Heated steering wheel? Nah - I just wear gloves during the winter. AI on phones? No, Thanks.

For us, life's just better when it's simpler.
 
I've been an enthusiastic user of tech with a few exceptions. I'm still avoiding Alexa and her ilk in my house and I don't need to upgrade to the latest and greatest every time something new comes out. No plans to replace my iPhone 8 at present!

OTOH, I've traveled a lot (and still do) and well remember exorbitant hotel charges for phone calls, especially international, paper maps, paperback language dictionaries, guide books and phrase books, no on-line info to research destinations and services, etc. What improvements! I also love my Apple watch- it monitors a lot of health-related stats but is also fun to use.
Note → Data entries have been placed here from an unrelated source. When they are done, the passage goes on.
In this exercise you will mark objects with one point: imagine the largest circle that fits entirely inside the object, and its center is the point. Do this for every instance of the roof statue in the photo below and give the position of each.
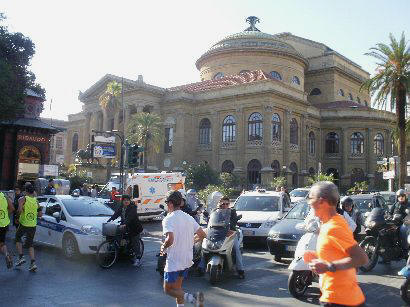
(252, 20)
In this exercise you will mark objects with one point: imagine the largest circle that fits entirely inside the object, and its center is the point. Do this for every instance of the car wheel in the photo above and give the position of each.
(70, 246)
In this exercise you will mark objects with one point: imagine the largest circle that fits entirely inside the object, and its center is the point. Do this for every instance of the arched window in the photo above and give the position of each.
(312, 143)
(295, 80)
(229, 129)
(275, 75)
(218, 75)
(205, 132)
(356, 144)
(332, 143)
(74, 144)
(254, 171)
(276, 128)
(294, 132)
(294, 169)
(315, 92)
(227, 166)
(276, 168)
(378, 145)
(357, 175)
(255, 123)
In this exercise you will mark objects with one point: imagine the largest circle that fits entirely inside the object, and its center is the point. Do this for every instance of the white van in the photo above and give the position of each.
(149, 191)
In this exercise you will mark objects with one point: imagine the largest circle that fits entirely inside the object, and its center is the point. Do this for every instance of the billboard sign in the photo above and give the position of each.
(104, 151)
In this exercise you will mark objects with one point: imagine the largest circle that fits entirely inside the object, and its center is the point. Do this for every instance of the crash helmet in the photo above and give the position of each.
(346, 201)
(183, 194)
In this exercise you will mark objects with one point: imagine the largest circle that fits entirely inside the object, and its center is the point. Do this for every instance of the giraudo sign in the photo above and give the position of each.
(32, 138)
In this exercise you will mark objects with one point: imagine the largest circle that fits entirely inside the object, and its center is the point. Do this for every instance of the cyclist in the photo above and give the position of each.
(130, 224)
(6, 207)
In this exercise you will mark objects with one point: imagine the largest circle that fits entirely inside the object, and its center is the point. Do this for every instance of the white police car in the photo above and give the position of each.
(260, 210)
(73, 223)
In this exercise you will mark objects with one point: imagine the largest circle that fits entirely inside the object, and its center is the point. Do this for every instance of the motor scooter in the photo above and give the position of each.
(302, 276)
(217, 248)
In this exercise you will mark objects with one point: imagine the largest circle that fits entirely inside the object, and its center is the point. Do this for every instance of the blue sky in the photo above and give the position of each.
(78, 42)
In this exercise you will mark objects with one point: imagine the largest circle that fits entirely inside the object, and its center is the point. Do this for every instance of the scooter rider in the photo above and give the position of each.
(130, 223)
(348, 207)
(224, 204)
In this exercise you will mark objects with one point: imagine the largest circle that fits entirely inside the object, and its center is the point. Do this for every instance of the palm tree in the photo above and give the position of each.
(392, 80)
(145, 129)
(109, 99)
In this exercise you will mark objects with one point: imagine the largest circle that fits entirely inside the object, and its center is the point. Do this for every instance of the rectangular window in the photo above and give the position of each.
(169, 135)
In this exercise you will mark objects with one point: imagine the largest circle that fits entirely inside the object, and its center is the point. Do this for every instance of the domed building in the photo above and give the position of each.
(266, 106)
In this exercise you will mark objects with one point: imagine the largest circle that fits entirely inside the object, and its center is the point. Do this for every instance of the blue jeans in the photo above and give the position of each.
(239, 261)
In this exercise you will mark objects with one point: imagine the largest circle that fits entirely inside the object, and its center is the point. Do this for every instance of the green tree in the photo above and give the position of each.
(109, 99)
(320, 177)
(392, 81)
(16, 51)
(145, 129)
(278, 182)
(198, 176)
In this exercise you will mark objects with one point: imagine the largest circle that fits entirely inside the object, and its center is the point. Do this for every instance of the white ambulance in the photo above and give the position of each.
(149, 191)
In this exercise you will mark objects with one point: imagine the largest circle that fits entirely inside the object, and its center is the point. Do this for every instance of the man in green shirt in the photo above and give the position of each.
(6, 208)
(28, 211)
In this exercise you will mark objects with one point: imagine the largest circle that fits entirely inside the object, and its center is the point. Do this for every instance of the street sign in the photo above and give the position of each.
(104, 151)
(103, 139)
(49, 170)
(389, 175)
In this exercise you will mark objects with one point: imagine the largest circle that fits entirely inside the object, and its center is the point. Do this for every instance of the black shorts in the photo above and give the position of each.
(3, 231)
(28, 231)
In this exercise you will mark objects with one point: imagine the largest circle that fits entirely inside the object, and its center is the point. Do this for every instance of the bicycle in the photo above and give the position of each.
(116, 243)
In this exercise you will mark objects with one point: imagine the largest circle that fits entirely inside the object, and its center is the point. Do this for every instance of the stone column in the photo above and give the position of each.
(105, 120)
(240, 167)
(87, 131)
(285, 139)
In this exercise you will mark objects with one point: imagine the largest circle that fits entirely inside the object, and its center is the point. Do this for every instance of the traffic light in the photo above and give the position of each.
(133, 156)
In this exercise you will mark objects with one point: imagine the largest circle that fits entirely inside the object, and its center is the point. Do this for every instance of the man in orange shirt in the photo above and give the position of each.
(337, 253)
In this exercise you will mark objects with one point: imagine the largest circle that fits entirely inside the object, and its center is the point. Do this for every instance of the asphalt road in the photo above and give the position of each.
(60, 282)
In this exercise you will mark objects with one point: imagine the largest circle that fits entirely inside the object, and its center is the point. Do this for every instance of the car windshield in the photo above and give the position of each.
(86, 207)
(257, 203)
(299, 193)
(362, 204)
(298, 212)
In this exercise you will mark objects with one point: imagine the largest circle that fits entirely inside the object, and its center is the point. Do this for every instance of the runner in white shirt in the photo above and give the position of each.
(181, 230)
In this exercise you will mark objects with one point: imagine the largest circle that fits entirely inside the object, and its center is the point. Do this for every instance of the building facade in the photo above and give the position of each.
(266, 105)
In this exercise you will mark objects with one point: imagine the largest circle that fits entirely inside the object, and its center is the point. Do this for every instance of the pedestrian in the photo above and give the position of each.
(180, 230)
(6, 207)
(337, 254)
(131, 225)
(17, 194)
(94, 192)
(50, 190)
(28, 212)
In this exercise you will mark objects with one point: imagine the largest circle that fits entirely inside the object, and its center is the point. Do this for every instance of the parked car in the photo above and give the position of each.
(283, 236)
(260, 210)
(298, 194)
(366, 202)
(389, 197)
(72, 223)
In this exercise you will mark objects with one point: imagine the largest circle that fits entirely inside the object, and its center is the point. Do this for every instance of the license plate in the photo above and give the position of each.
(248, 232)
(290, 248)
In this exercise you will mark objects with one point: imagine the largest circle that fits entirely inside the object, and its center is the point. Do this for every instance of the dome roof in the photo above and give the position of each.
(252, 39)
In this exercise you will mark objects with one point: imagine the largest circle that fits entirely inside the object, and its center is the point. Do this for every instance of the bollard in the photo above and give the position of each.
(199, 299)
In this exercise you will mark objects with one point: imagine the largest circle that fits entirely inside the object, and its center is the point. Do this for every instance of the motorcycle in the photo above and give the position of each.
(217, 248)
(301, 276)
(382, 239)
Social media: I use FaceBook but disconnect from people who mainly post extreme political views (from either side). I also like LinkedIn because I'm still on cordial terms with many people I knew from my career. No Instagram, X or anything else- they're time sumps.

I do worry about losing my abilities with tech someday; it happened with my late husband, who was 15 years older, and my Dad in his last years, even though both were very computer-literate before. I travel with a tour group that attracts people 60 and over and some aren't sure what to do with their phones other than make calls and get e-mail. It was a merry shuffle when we checked into a hotel in Belize using WhatsApp (even though the guide communicated with us on WhatsApp so they were set up)-there was no other way to check in. Two older guys in my group in Copenhagen needed to borrow phones because they didn't have one and needed to download an app to use public transportation in Copenhagen. More and more, you're in deep trouble if you don't have a smartphone and some faciity with using it.